Stella Immanuel has run the Fire Power Ministries in Houston, Texas, since 2002
Immanuel preaches sermons about homosexuality, aliens, and vaccine conspiracy theories
One sentence in the profile reads: ‘Her attitude toward demonic forces has been described as cut-throat, a warrior to the core.’
Immanuel is also a ‘wealth transfer coach’ and believes ‘you can be saved, anointed, fire brand and wealthy too.’
A mother of three daughters, Immanuel reportedly studied medicine in Nigeria between 1984 and 1990.
One of her daughters, Mima Fondong, is a doctor in Houston, having graduated from Baylor University and the University of Westminster in London.
Another daughter, Bernette, began attending the University of Houston in 2017.
In November 1998, Immanuel began working as a pediatrician in Alexandria, Louisiana.
Mima and Bernette both grew up in Alexandria.
Twenty years later, and their mother had moved to Texas, where since October 2019 she has been a physician at the Rehoboth Medical Center in Katy, just west of Houston.
The 55-year-old was born in Cameroon
She received a medical license in Texas eight months ago, in November, according to state records.
A Nigerian website, PM News, reported that Immanuel did a residency in pediatrics at Bronx-Lebanon in New York. It was unclear when.
She then interned under Dr. Babatunde Dosu, a Dallas-based Nigerian pediatrician.
It also stated that she holds medical licenses in Texas, Louisiana and Kentucky.

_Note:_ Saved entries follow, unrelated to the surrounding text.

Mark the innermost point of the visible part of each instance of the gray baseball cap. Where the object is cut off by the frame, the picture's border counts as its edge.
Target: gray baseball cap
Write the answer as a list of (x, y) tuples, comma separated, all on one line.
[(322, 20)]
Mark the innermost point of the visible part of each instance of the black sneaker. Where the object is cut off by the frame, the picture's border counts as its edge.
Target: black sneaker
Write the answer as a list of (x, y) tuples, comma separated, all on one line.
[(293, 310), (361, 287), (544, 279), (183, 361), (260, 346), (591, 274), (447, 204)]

Immanuel founded the church in 2002 and has given sermons attacking progressive values and promoting conspiracy theories including ‘the gay agenda, secular humanism, Illuminati and the demonic New World Order.’
She has claimed that gynecological problems like cysts and endometriosis are in fact caused by people having sex in their dreams with demons and witches.

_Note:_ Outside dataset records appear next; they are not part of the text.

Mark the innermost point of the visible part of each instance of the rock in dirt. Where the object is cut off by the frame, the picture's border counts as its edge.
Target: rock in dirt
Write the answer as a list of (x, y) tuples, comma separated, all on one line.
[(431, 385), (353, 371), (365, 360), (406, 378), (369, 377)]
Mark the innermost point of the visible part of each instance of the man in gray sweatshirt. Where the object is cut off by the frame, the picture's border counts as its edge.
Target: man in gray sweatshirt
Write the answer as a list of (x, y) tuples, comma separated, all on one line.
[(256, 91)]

She alleges alien DNA is currently used in medical treatments, saying: ‘They’re using all kinds of DNA, even alien DNA, to treat people.’
In a 2015 sermon she declared that the Illuminati are promoting a plan hatched by ‘a witch’ to destroy the world using abortion, gay marriage, and children’s toys.

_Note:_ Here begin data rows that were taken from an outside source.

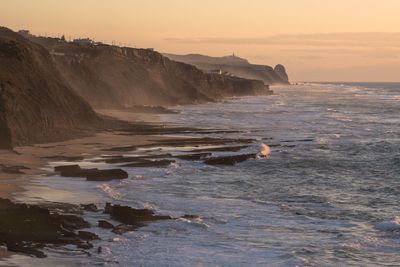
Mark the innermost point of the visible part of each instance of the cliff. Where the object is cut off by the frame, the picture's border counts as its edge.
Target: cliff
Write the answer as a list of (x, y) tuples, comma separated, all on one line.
[(111, 76), (236, 66), (36, 104)]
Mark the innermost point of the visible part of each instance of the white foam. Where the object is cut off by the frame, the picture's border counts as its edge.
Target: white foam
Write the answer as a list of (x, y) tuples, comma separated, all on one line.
[(393, 225)]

Immanuel claims the Magic 8-Ball toy is in fact a scheme to get children used to witchcraft. ‘The 8-Ball was a psychic,’ she said.
Immanuel describes herself on Facebook as: ‘Physician, Author, Speaker, Entrepreneur, Deliverance Minister, God’s battle axe and weapon of war.’
‘There are people that are ruling this nation that are not even human,’ Immanuel said, before launching into a conversation she had with a ‘reptilian spirit’ she described as ‘half-human, half-ET.’
In another 2015 sermon she said scientists had plans to install microchips in people, and develop a ‘vaccine’ to make it impossible to become religious.
‘They found the gene in somebody’s mind that makes you religious, so they can vaccinate against it,’ Immanuel said.
Immanuel warned that the Disney Channel show Hannah Montana was a gateway to evil, because its character had an ‘alter ego.’ She has claimed that schools teach children to meditate so they can ‘meet with demons.’
She also urges that ‘children need to be whipped’.
The doctor warned her flock that gay marriage meant that ‘very soon people are going to be seeking to marry children’.
She accused gay Americans of practicing ‘homosexual terrorism’ and praised a father’s decision to not love his transgender son after a gender transition.
‘You know the crazy part?’ Immanuel said.
‘The little girl demands he must love her anyway. Really? You will not get it from me, I’d be like ‘Little girl, when you come back to be a little girl again, but you talk—for now, I’m gone.”